Facts about Glaucoma and Filing for Disability

These selected pages answer some of the most basic, but also some of the most important, questions for individuals who are considering filing a claim for disability benefits.

  • Filing the Application for disability benefits

  • Applying for disability with Glaucoma

  • Blind in one eye and a Learning Disability, Do I have a Case?

  • How to qualify for disability

  • Receiving Social Security Disability benefits if you are blind

  • Qualifications, Requirements and Criteria for disability

  • Legally blind with retinitis pigmentosa, can I also file for disability?

  • How to win your disability benefits

  • Getting approved for disability based on being blind

  • Facts about the condition

    1. Glaucoma refers to several diseases (glaucoma and a variety of optic neuropathy conditions) that cause damage to the optic nerve, resulting in loss of eye sight.

    2. It is the second most common cause of blindness. Glaucoma is the 'silent' or 'sneak' thief of sight, as there is no pain or any other symptoms, and loss of eye sight sometimes happens so gradually that the disease is not recognized until it is in an advanced stage.

    3. There are two primary categories of glaucoma ' open angle and closed angle. Open angle is the chronic, slow progression glaucoma that may not be recognized for a long time.
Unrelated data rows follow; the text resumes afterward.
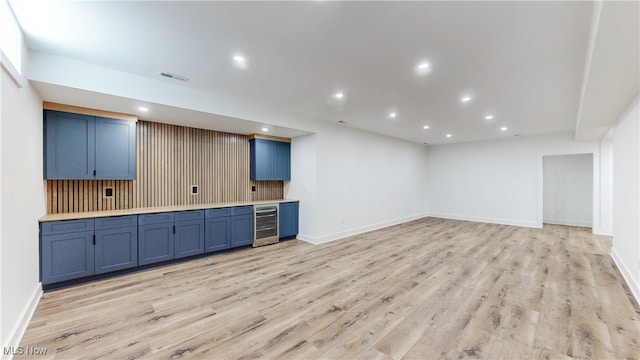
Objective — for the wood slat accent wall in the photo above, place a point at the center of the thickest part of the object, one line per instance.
(170, 159)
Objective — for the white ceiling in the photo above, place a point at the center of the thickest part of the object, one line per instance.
(523, 62)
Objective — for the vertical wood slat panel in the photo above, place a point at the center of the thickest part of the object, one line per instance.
(169, 159)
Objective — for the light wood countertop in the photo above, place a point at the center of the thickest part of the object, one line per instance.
(151, 210)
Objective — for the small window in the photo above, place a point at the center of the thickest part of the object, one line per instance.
(10, 39)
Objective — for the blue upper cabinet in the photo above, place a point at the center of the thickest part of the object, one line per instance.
(270, 160)
(80, 147)
(115, 149)
(69, 146)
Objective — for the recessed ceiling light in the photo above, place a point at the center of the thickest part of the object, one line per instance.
(423, 68)
(240, 61)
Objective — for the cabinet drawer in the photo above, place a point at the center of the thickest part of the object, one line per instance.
(240, 210)
(67, 226)
(155, 218)
(211, 213)
(116, 222)
(188, 215)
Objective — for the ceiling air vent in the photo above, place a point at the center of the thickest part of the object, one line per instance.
(174, 76)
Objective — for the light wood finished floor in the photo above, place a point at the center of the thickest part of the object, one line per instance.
(426, 289)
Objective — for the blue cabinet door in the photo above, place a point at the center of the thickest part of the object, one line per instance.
(262, 159)
(217, 233)
(282, 161)
(116, 249)
(155, 243)
(269, 160)
(241, 230)
(288, 219)
(79, 147)
(189, 238)
(69, 146)
(115, 149)
(66, 256)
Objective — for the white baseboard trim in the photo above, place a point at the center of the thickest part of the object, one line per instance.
(567, 222)
(512, 222)
(626, 274)
(602, 232)
(15, 336)
(317, 240)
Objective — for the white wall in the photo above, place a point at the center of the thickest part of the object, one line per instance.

Closed angle glaucoma is often sudden and painful with rapid loss of vision, but these noticeable symptoms usually motivate patients to see a doctor and often avoid permanent damage.

    4. Although there are rarely noticeable symptoms of glaucoma, eye doctors can screen for the disease through regular check-ups. Intraocular pressure, visual field, and the optic nerve can all be examined during those visits to look for signs of glaucoma. These tests look for high pressure in the eye, loss of side vision, and slight change or damage to the main nerve in the eye.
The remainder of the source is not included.